Our goals, whether they are financial or otherwise, should have two foundational elements: (a) they are specific to you, meaning they have personal value for you, and (b) they are aspirational, meaning they have an element of being emotional and inspirational. Obvious enough, right? You wouldn’t set a goal to finish dead last in a 10K race or aspire to paint the world’s most mediocre still life.
Those examples defy common sense, but this is exactly what millions of Americans do when planning their financial futures. They compare their returns to a broad market index like the S&P 500 or some other average benchmark. The word “average” is a clue as to why these goals fail to engage clients.
No one sets out to live an average life. We don’t dream of average happiness, average fulfillment, or an average marriage, so why should we settle for an average portfolio? There is a sad irony in the fact that so many investors, excellent in their other endeavors, spend so much time and energy worrying about how they stack up relative to such a mean hurdle.
But benchmarking to indices like the Dow or S&P 500 isn’t the only external comparison leading us to make irrational decisions; there’s also our tendency to benchmark to The Joneses. We’re all familiar with the phrase “keeping up with the Joneses,” but we might not understand just how deeply it is ingrained in our concept of wealth and success.
Each year, a Gallup poll asks Americans to determine “What is the smallest amount of money a family of four needs to get along in this community?” Gallup finds the answers to this question move up in line with average incomes of the respondents. For those without a well defined goal of success, the answer to “How much is enough?” seems sadly to be, “Just a little more than I have today.”
This tendency to make ourselves miserable by trying to keep up with the neighbors can be easily overcome through the use of intentional, personal benchmarks. What motivates you more, saving for your kid’s college expenses, or beating the S&P 500?
Advisors must help investors understand that money is only as good as the goals it helps them reach. Many investors approach the markets myopically, a tendency only furthered by the ubiquity of reports on how the market fared on any given day (or hour, or minute). However, most deeply meaningful goals have a time horizon of years or decades. If saving for your kid’s college is the benchmark, what do you care if the S&P is down 200 points today? That’s not the game you’re playing.
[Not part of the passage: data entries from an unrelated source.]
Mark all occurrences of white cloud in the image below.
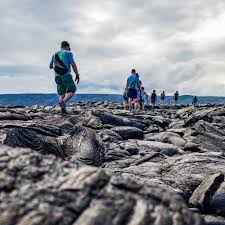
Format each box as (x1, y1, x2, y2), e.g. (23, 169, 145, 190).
(0, 0, 225, 95)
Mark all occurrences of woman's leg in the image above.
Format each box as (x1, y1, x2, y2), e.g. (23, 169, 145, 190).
(128, 98, 132, 110)
(59, 93, 67, 114)
(59, 94, 65, 104)
(134, 99, 138, 110)
(124, 100, 128, 109)
(142, 101, 145, 110)
(63, 92, 75, 103)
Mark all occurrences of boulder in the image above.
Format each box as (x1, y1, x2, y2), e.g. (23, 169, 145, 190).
(100, 129, 122, 143)
(82, 115, 103, 129)
(105, 148, 131, 161)
(145, 132, 186, 147)
(63, 125, 105, 166)
(161, 153, 225, 200)
(202, 215, 225, 225)
(184, 142, 201, 152)
(0, 112, 31, 121)
(125, 141, 139, 155)
(92, 109, 147, 129)
(136, 140, 180, 157)
(210, 182, 225, 215)
(189, 173, 224, 212)
(176, 106, 196, 118)
(184, 108, 216, 127)
(4, 124, 105, 166)
(167, 128, 187, 136)
(4, 127, 64, 157)
(149, 115, 171, 128)
(111, 126, 144, 140)
(185, 120, 225, 152)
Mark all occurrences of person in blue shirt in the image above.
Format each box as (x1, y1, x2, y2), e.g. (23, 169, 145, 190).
(140, 87, 148, 110)
(192, 96, 199, 106)
(126, 69, 141, 111)
(49, 41, 80, 114)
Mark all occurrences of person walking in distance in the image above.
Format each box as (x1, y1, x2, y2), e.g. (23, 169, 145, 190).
(192, 96, 199, 106)
(160, 91, 165, 106)
(49, 41, 80, 114)
(135, 73, 142, 110)
(126, 69, 141, 111)
(140, 87, 148, 110)
(174, 91, 179, 105)
(151, 90, 157, 107)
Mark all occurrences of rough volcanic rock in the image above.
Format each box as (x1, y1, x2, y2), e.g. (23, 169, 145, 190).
(189, 173, 224, 212)
(92, 109, 147, 129)
(210, 181, 225, 215)
(0, 112, 31, 121)
(100, 129, 122, 142)
(161, 153, 225, 199)
(111, 126, 144, 140)
(184, 142, 202, 152)
(82, 115, 103, 129)
(184, 108, 216, 127)
(148, 115, 171, 128)
(1, 102, 225, 223)
(176, 106, 196, 119)
(145, 131, 186, 147)
(0, 146, 204, 225)
(4, 123, 105, 166)
(4, 127, 64, 157)
(203, 215, 225, 225)
(184, 120, 225, 152)
(124, 141, 139, 155)
(62, 125, 105, 166)
(136, 140, 180, 157)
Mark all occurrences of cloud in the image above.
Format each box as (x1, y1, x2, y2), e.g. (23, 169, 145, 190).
(0, 0, 225, 95)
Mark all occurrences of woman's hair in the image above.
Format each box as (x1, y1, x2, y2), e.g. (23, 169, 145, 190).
(61, 41, 70, 49)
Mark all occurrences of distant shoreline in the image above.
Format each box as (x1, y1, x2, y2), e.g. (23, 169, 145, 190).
(0, 93, 224, 106)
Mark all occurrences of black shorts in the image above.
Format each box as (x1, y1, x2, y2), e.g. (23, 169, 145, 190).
(128, 89, 137, 99)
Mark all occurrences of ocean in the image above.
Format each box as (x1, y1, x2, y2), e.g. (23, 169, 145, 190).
(0, 94, 224, 106)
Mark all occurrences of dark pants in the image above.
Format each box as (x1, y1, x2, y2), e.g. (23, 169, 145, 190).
(128, 89, 137, 99)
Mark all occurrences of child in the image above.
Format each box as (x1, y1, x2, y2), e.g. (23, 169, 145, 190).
(123, 88, 129, 110)
(140, 87, 148, 110)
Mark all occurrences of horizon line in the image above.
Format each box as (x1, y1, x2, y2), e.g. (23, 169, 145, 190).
(0, 93, 225, 97)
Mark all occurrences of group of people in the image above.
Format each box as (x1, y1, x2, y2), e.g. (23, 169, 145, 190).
(123, 69, 199, 111)
(49, 42, 199, 115)
(123, 69, 148, 111)
(145, 90, 180, 106)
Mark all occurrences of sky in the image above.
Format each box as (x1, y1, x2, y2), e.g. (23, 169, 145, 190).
(0, 0, 225, 95)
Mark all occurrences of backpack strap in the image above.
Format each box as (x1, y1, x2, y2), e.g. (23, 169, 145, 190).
(55, 53, 61, 63)
(55, 53, 67, 69)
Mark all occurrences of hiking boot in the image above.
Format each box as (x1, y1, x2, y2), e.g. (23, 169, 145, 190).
(59, 101, 67, 115)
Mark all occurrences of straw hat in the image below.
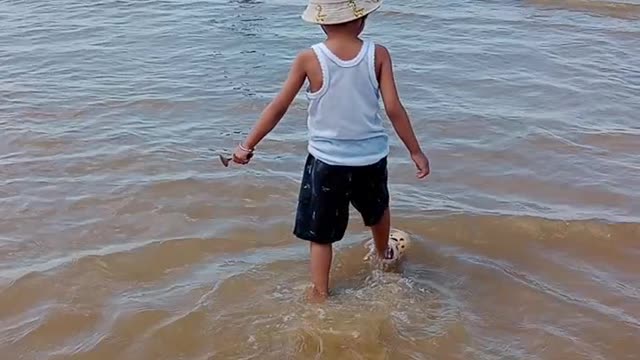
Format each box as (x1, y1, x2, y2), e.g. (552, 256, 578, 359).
(302, 0, 383, 25)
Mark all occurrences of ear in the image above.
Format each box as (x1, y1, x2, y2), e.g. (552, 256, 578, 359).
(358, 17, 366, 32)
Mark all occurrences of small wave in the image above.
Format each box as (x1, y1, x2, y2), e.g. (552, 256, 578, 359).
(576, 130, 640, 154)
(461, 253, 640, 329)
(527, 0, 640, 19)
(0, 231, 282, 288)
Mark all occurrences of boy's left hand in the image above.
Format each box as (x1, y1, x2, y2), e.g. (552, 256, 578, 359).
(232, 145, 253, 165)
(411, 151, 430, 179)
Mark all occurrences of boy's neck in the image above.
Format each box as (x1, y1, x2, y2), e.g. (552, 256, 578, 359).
(325, 33, 362, 43)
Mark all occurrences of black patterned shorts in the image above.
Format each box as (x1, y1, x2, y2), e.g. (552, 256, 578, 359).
(293, 154, 389, 244)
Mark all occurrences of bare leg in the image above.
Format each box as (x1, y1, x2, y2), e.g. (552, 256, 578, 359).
(371, 208, 391, 257)
(309, 242, 332, 301)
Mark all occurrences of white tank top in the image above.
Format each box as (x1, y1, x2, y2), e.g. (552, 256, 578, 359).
(306, 40, 389, 166)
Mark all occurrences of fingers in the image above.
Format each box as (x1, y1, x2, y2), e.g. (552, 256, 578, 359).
(232, 153, 250, 165)
(231, 145, 254, 165)
(415, 163, 430, 179)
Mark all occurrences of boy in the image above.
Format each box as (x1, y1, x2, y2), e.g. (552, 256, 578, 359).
(231, 0, 430, 301)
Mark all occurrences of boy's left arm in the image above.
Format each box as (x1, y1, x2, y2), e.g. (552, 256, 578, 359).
(233, 52, 309, 164)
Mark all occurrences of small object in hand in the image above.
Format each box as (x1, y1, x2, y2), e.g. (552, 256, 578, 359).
(219, 154, 232, 167)
(219, 152, 253, 167)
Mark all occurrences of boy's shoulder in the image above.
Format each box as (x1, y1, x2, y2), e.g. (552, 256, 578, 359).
(298, 48, 316, 59)
(293, 48, 317, 65)
(288, 48, 318, 74)
(374, 43, 391, 61)
(372, 43, 392, 72)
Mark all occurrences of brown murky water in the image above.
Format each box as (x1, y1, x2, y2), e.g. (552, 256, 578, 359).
(1, 0, 639, 359)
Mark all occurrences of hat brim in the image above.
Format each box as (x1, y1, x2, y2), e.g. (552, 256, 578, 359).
(301, 1, 382, 25)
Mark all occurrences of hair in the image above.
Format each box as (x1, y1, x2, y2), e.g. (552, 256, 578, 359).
(320, 15, 368, 35)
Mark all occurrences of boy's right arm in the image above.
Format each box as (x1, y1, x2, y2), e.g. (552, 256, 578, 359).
(376, 45, 430, 179)
(232, 50, 310, 164)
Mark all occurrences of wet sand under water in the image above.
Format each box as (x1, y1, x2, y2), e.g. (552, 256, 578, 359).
(1, 0, 640, 359)
(1, 210, 639, 359)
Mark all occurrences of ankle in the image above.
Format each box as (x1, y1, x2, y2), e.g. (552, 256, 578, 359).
(375, 245, 389, 256)
(307, 286, 329, 302)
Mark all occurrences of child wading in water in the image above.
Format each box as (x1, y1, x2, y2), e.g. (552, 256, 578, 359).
(232, 0, 429, 301)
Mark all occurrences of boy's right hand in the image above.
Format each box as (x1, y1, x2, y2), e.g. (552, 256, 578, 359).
(411, 152, 430, 179)
(232, 144, 253, 165)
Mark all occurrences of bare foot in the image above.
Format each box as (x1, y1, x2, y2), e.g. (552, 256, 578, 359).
(305, 286, 328, 303)
(378, 246, 395, 260)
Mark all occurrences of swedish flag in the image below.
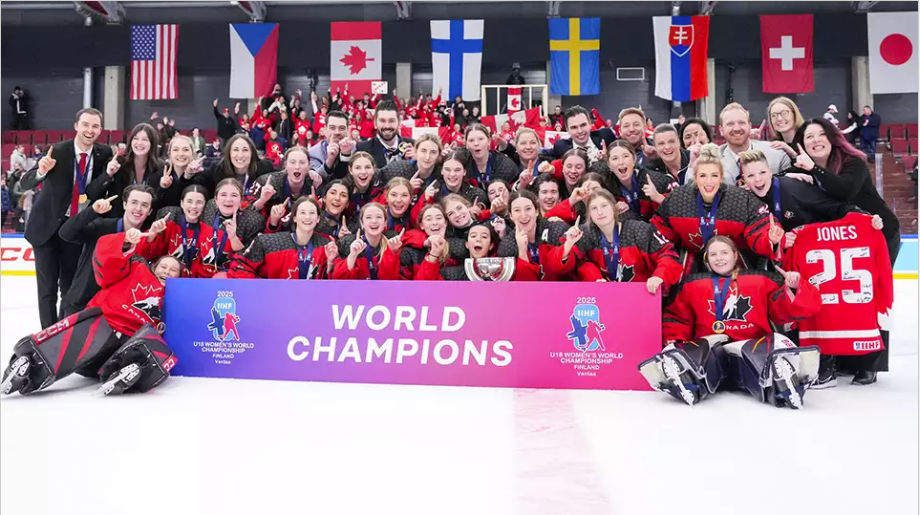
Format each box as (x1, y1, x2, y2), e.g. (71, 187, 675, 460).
(549, 18, 600, 96)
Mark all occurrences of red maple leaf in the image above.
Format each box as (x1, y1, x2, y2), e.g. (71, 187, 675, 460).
(548, 133, 562, 145)
(340, 45, 374, 75)
(509, 97, 521, 110)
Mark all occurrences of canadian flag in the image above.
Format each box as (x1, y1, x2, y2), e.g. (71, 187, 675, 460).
(507, 87, 522, 113)
(481, 107, 542, 134)
(544, 131, 569, 148)
(330, 22, 382, 96)
(867, 12, 918, 94)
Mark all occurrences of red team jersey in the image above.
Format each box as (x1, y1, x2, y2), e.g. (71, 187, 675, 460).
(782, 213, 893, 356)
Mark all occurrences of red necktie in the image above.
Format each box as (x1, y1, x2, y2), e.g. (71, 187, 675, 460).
(70, 152, 88, 217)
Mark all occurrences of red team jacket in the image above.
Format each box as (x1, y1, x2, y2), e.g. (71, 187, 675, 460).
(228, 231, 334, 280)
(782, 213, 893, 355)
(142, 206, 218, 278)
(611, 169, 679, 222)
(662, 269, 822, 344)
(331, 233, 402, 280)
(496, 219, 572, 281)
(88, 233, 168, 336)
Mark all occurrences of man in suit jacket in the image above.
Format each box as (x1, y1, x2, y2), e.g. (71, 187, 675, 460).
(355, 100, 414, 169)
(309, 110, 355, 181)
(546, 105, 616, 163)
(712, 102, 791, 185)
(18, 108, 113, 328)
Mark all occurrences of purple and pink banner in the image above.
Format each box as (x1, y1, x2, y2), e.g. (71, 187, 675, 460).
(163, 280, 661, 391)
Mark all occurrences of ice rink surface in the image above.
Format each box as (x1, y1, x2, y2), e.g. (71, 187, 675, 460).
(1, 275, 917, 515)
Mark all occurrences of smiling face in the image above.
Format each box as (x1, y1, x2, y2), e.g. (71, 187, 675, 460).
(566, 113, 592, 146)
(153, 257, 182, 284)
(420, 207, 447, 237)
(229, 138, 253, 171)
(465, 129, 490, 160)
(181, 191, 207, 222)
(441, 158, 466, 190)
(509, 196, 537, 231)
(375, 109, 399, 142)
(74, 112, 102, 148)
(215, 184, 242, 216)
(169, 138, 194, 168)
(516, 131, 540, 162)
(386, 184, 411, 217)
(294, 199, 319, 232)
(326, 115, 349, 144)
(653, 129, 680, 164)
(324, 183, 349, 216)
(706, 240, 737, 276)
(769, 102, 794, 134)
(361, 205, 386, 238)
(608, 146, 636, 184)
(741, 160, 773, 199)
(444, 199, 473, 228)
(349, 156, 375, 188)
(285, 149, 310, 185)
(681, 122, 709, 147)
(416, 140, 440, 171)
(720, 108, 751, 148)
(619, 113, 646, 146)
(802, 123, 831, 162)
(466, 225, 493, 258)
(537, 181, 560, 213)
(562, 155, 586, 186)
(122, 190, 153, 227)
(695, 163, 723, 203)
(131, 130, 151, 158)
(587, 195, 616, 228)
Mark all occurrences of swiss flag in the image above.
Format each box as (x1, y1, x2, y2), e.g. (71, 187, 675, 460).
(330, 22, 382, 96)
(868, 12, 918, 94)
(507, 87, 522, 114)
(760, 15, 813, 93)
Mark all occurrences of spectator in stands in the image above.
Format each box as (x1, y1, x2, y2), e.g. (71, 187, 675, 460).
(792, 117, 899, 263)
(451, 96, 465, 113)
(277, 110, 294, 143)
(823, 104, 839, 126)
(767, 97, 805, 159)
(214, 98, 241, 147)
(550, 105, 564, 128)
(8, 86, 29, 130)
(506, 63, 526, 85)
(19, 107, 113, 329)
(712, 102, 790, 185)
(12, 190, 31, 232)
(309, 110, 356, 182)
(356, 101, 414, 169)
(548, 105, 616, 163)
(190, 127, 206, 157)
(859, 105, 881, 161)
(264, 129, 287, 168)
(617, 107, 655, 167)
(1, 175, 10, 228)
(469, 106, 481, 125)
(679, 117, 711, 149)
(206, 138, 222, 163)
(9, 144, 27, 174)
(841, 110, 860, 146)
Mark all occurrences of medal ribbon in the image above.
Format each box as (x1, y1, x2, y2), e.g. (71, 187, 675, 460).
(696, 190, 721, 247)
(294, 234, 315, 280)
(601, 226, 621, 281)
(178, 214, 200, 269)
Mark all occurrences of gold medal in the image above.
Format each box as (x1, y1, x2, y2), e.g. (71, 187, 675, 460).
(79, 194, 87, 204)
(156, 322, 166, 335)
(712, 321, 726, 334)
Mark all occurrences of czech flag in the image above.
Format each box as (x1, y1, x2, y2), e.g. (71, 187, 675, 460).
(652, 16, 710, 101)
(229, 23, 279, 99)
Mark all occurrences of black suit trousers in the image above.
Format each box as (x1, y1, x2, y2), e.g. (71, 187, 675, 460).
(32, 224, 82, 329)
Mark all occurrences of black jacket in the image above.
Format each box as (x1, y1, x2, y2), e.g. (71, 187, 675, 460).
(214, 105, 240, 140)
(546, 127, 616, 160)
(84, 157, 163, 218)
(58, 208, 129, 314)
(755, 174, 863, 232)
(19, 139, 113, 246)
(355, 135, 415, 169)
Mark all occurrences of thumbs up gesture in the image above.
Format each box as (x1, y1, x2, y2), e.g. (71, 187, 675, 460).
(794, 144, 815, 172)
(38, 146, 56, 175)
(106, 156, 121, 177)
(641, 174, 664, 204)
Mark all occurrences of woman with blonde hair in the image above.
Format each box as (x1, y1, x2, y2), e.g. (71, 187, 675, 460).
(378, 132, 443, 190)
(332, 202, 405, 280)
(766, 96, 805, 158)
(651, 144, 784, 273)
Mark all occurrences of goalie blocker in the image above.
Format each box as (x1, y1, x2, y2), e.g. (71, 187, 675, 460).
(0, 308, 177, 397)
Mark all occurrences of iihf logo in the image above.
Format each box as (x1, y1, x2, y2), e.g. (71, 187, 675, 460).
(566, 303, 607, 353)
(207, 293, 240, 342)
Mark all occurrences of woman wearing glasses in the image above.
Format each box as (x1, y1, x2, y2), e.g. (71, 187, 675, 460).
(766, 97, 805, 160)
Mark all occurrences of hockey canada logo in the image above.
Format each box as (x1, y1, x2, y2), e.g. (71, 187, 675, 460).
(130, 284, 163, 322)
(208, 293, 241, 342)
(567, 303, 607, 352)
(707, 288, 753, 322)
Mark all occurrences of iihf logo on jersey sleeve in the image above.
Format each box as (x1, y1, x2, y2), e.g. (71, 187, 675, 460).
(567, 303, 607, 352)
(207, 293, 241, 342)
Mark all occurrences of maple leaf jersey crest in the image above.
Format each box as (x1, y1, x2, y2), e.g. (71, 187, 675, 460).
(130, 284, 163, 322)
(707, 287, 754, 322)
(617, 264, 636, 282)
(340, 45, 373, 74)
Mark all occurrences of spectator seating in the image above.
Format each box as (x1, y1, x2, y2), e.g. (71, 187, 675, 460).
(910, 139, 919, 155)
(890, 139, 910, 156)
(908, 123, 919, 139)
(110, 130, 126, 144)
(888, 123, 907, 140)
(1, 132, 16, 144)
(901, 155, 918, 171)
(203, 129, 218, 142)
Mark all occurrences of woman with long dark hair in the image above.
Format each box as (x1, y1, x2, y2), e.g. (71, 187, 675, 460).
(315, 179, 358, 239)
(198, 178, 266, 278)
(791, 117, 900, 262)
(195, 133, 275, 195)
(86, 123, 161, 216)
(496, 190, 572, 281)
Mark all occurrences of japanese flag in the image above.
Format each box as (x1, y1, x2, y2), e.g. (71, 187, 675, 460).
(868, 12, 918, 94)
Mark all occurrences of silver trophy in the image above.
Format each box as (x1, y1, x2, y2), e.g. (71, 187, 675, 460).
(464, 257, 516, 281)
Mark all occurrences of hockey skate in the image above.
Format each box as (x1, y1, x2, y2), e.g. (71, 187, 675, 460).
(723, 334, 821, 409)
(96, 363, 142, 396)
(0, 356, 32, 396)
(770, 356, 803, 409)
(638, 336, 727, 406)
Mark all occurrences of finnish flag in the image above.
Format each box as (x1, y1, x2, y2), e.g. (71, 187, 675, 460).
(431, 20, 484, 101)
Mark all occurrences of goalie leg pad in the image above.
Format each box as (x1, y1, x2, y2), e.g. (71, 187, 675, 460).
(638, 335, 729, 406)
(1, 308, 115, 396)
(722, 333, 821, 409)
(98, 324, 178, 394)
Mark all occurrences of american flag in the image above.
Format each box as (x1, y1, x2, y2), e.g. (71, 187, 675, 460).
(131, 24, 178, 100)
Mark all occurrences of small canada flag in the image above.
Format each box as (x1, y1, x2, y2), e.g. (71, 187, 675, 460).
(330, 22, 382, 96)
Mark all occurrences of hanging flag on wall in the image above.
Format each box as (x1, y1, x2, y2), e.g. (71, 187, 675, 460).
(331, 22, 382, 96)
(760, 15, 813, 93)
(431, 20, 484, 101)
(549, 18, 601, 96)
(868, 12, 918, 94)
(229, 23, 279, 99)
(507, 86, 522, 113)
(652, 16, 710, 101)
(130, 24, 178, 100)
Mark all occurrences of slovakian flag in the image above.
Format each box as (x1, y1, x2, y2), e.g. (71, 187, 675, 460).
(760, 15, 813, 93)
(868, 12, 918, 94)
(229, 23, 279, 98)
(652, 16, 710, 101)
(331, 22, 382, 96)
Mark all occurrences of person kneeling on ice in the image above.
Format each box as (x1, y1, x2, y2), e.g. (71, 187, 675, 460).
(638, 236, 823, 409)
(1, 229, 182, 397)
Perhaps the biggest benefit of all is the way in which a goals-driven approach provides shelter in the storm. Benchmark investors, anchored as they are to the index and the actions of others, tend to lose focus in market downturns, which accounts for the “behavior gap” documented so well by Dalbar and others.
Purpose-driven investors, on the other hand, have a “why” helping them deal with almost any “how.” We’ve all had the experience of sacrificing our personal comfort to do something deeply meaningful, but it seems silly to suffer pointlessly. Thus, those with an important reason for staying invested, one bigger than the momentary discomfort of a paper loss, are more likely to do so, whereas those affixed to an arbitrary indicator have no real reason to stay the course.
Once dreams have been connected to financial realities, sensible behavior ceases to be a chore and becomes a natural extension of a life well lived.